2. Encourager de manière concrète, et sous réserve d'un contrôle suffisant, les institutions culturelles, scientifiques et de recherches fondées par des groupements nationaux d'exilés.
3. Prendre toutes mesures légales nécessaires ou utiles pour atteindre ces objectifs.
4. Les Membres fondateurs du Fonds, responsables de sa création et de sa gestion, sont les Etats membres du Conseil de l'Europe dont les gouvernements sont prêts à souscrire annuellement une cotisation d'un montant déterminé.
5. Le Fonds sera constitué par les contributions en espèces ou en nature souscrites par les Etats membres du Conseil de l'Europe, les institutions bénévoles ou les personnes privées. Les contributions de gouvernements non Membres du Conseil de l'Europe seront éventuellement acceptées.
6. L'Autorité administrant le Fonds s'attache à compléter les programmes d'assistance existant déjà en faveur des exilés et de leurs organisations culturelles.
7. Les individus et les organisations ne pourront bénéficier d'une aide que sur la base d'un accord écrit signé par les bénéficiaires et par un représentant de l'Autorité gérant le Fonds. Tout bénéficiaire sera requis de rendre compte à ladite Autorité, à intervalles réguliers, de l'utilisation qu'il a faite des crédits accordés par le Fonds.
8. L'Autorité gérant le Fonds devra faire appel à toutes les institutions bénévoles et aux personnes privées s'intéressant aux exilés pour qu'ils continuent et intensifient leurs activités ; les mesures nécessaires seront prises pour assurer la collaboration avec ces organismes.
9. Le Fonds n'exercera ses activités dans aucun pays sans avoir au préalable consulté le gouvernement intéressé et avoir obtenu son assentiment.

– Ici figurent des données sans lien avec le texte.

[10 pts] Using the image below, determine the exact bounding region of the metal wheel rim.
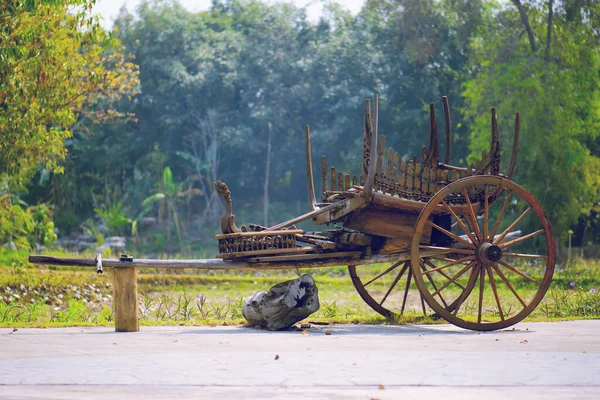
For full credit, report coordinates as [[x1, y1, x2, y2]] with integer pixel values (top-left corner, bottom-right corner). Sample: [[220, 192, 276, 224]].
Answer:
[[411, 175, 556, 331]]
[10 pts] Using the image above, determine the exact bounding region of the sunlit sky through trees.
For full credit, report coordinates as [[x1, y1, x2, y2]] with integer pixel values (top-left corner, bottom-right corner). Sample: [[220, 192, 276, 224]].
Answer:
[[94, 0, 365, 28]]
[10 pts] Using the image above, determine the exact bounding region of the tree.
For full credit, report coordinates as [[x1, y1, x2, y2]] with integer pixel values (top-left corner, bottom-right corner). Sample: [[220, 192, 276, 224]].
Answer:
[[464, 1, 600, 242], [0, 0, 137, 186], [0, 0, 137, 248]]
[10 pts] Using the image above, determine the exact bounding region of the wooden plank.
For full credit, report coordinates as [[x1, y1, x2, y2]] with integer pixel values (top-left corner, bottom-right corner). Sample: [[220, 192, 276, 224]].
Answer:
[[217, 246, 319, 260], [344, 205, 431, 243], [392, 153, 400, 184], [360, 99, 376, 185], [330, 167, 342, 192], [321, 156, 327, 193], [406, 161, 415, 191], [481, 150, 489, 175], [398, 160, 406, 188], [375, 136, 385, 176], [421, 166, 431, 195], [247, 251, 362, 263], [383, 147, 394, 181], [372, 193, 481, 214], [429, 168, 440, 196], [413, 163, 421, 195], [29, 248, 460, 271], [112, 267, 140, 332], [215, 229, 304, 239]]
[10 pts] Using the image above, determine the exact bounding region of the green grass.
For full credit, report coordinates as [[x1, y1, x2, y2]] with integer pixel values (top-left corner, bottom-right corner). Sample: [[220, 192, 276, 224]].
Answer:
[[0, 252, 600, 327]]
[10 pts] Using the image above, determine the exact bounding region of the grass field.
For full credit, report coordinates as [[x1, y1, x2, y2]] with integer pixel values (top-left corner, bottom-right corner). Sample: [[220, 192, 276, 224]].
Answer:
[[0, 252, 600, 327]]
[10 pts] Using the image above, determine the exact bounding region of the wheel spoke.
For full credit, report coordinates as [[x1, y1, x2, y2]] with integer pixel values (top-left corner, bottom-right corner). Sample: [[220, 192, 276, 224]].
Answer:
[[431, 261, 475, 296], [490, 192, 512, 240], [441, 200, 478, 243], [477, 265, 485, 324], [486, 266, 504, 321], [419, 263, 448, 308], [419, 292, 427, 316], [427, 221, 475, 249], [492, 264, 527, 308], [483, 185, 490, 240], [502, 253, 548, 259], [419, 245, 473, 257], [363, 261, 405, 287], [379, 261, 410, 305], [494, 207, 531, 244], [499, 229, 546, 249], [452, 268, 476, 315], [425, 260, 465, 290], [461, 188, 482, 241], [498, 261, 542, 286], [400, 269, 412, 315], [425, 256, 475, 274]]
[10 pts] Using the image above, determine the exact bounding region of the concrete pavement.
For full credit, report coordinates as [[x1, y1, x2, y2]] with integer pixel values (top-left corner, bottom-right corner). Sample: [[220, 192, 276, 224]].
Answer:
[[0, 320, 600, 400]]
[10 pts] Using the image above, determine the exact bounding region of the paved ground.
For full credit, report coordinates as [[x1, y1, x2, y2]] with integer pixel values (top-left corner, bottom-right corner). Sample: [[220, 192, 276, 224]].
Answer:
[[0, 320, 600, 400]]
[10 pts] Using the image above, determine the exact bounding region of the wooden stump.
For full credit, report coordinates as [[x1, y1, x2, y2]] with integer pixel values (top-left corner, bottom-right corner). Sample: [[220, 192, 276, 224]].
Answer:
[[242, 274, 319, 331], [112, 267, 140, 332]]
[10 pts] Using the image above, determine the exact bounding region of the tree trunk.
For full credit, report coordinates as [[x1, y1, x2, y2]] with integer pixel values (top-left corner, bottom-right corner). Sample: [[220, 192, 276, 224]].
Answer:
[[544, 0, 554, 62], [512, 0, 537, 53]]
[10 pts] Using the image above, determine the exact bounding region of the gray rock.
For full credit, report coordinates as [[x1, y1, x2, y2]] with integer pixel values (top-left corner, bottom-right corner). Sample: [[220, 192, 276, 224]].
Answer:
[[96, 236, 127, 252], [242, 274, 319, 331]]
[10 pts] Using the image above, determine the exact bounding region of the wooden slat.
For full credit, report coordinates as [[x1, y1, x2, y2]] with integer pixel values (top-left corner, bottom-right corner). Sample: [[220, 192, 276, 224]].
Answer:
[[392, 153, 400, 184], [481, 150, 489, 175], [215, 229, 304, 239], [429, 168, 439, 195], [384, 147, 394, 181], [398, 160, 406, 188], [321, 156, 327, 193], [406, 161, 415, 191], [247, 251, 361, 263], [330, 167, 341, 192], [375, 136, 385, 176], [421, 166, 431, 195], [413, 163, 421, 194], [217, 246, 319, 260]]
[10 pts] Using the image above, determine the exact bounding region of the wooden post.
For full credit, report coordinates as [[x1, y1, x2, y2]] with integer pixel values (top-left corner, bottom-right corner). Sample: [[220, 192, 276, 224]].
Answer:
[[112, 267, 140, 332]]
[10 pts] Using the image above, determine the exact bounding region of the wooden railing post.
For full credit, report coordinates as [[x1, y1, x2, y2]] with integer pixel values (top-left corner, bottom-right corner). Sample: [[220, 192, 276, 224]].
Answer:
[[112, 267, 140, 332]]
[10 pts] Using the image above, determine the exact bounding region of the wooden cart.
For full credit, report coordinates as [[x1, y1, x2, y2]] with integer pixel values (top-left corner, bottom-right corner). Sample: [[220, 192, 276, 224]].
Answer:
[[217, 97, 555, 330], [30, 97, 556, 330]]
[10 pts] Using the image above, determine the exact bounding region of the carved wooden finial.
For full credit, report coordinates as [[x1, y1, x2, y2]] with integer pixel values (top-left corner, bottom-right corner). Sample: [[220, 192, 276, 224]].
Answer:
[[215, 181, 241, 234]]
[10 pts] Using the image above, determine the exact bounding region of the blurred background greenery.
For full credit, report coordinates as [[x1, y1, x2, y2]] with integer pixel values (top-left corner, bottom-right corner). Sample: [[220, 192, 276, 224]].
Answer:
[[0, 0, 600, 257]]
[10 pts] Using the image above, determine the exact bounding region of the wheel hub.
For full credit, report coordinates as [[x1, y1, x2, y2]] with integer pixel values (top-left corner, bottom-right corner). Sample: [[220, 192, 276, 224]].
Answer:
[[477, 243, 502, 264]]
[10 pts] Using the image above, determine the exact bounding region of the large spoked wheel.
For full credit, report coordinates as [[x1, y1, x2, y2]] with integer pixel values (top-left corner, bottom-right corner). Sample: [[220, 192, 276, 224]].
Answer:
[[348, 260, 426, 319], [411, 175, 556, 331], [348, 257, 475, 320]]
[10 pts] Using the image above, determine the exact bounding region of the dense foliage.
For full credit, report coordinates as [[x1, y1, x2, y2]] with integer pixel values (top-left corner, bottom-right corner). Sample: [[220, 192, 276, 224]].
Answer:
[[0, 0, 600, 253]]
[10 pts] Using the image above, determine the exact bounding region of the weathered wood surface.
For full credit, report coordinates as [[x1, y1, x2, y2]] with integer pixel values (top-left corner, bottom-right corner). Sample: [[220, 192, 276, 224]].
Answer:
[[29, 248, 450, 270], [112, 267, 140, 332], [344, 206, 432, 243], [304, 125, 317, 210]]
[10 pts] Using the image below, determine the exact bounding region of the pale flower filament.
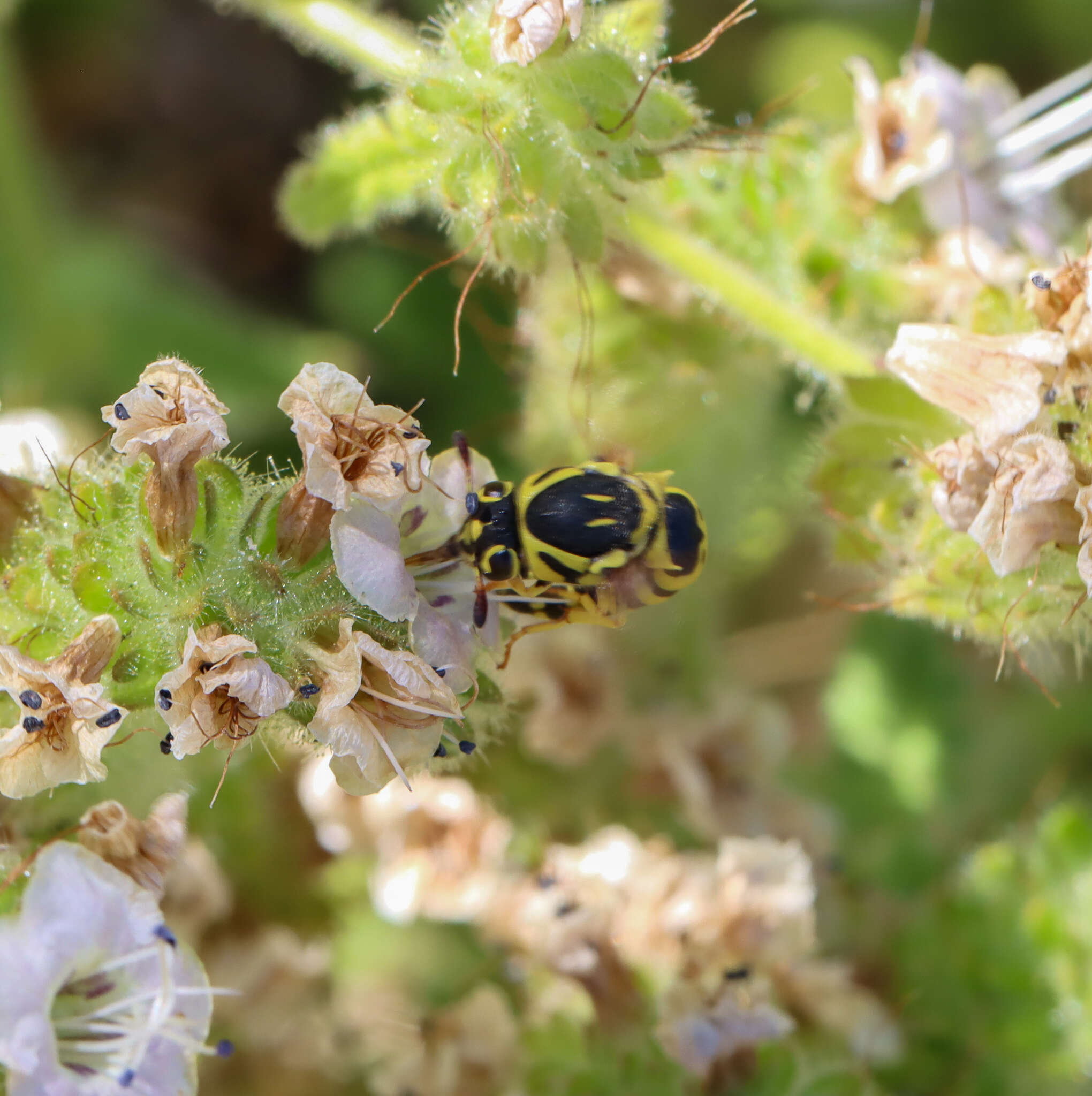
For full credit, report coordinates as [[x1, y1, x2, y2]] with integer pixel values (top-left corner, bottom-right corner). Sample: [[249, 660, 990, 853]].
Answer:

10. Le Fonds est géré par un Comité spécial de liaison du Conseil de l'Europe : ce Comité fixe le programme et attribue les ressources conformément aux objectifs définis ci-dessus.
11. Le Comité spécial de liaison prend toute mesure qu'il juge opportune pour assurer l'utilisation et la répartition convenable des fonds disponibles, conformément aux principes et aux règles qu'il pourrait adopter. Le règlement doit prévoir :
12. Les comptes du Fonds sont arrêtés annuellement à un jour fixe, et le Comité spécial de liaison établit dans un délai d'un mois un bilan ou un état montrant la position réelle du Fonds à cette date. Les comptes et le bilan sont vérifiés.
13. Le bilan ou l'état des comptes du Fonds pour l'année, accompagné d'un rapport explicatif, est soumis simultanément à l'Assemblée Consultative et au Comité des Ministres.
14. Le personnel et les services nécessaires pour assurer la gestion du Fonds sont fournis par le Secrétaire Général du Conseil de l'Europe et, éventuellement, par les Gouvernements contribuant au Fonds.
15. Le Secrétaire Général du Conseil de l'Europe met gratuitement à la disposition du Fonds le personnel et les services nécessaires à condition qu'il ne soit pas indispensable d'accroître les services déjà existants au Secrétariat Général.
16. Le Fonds est exempt de toute imposition et de toute restriction de change.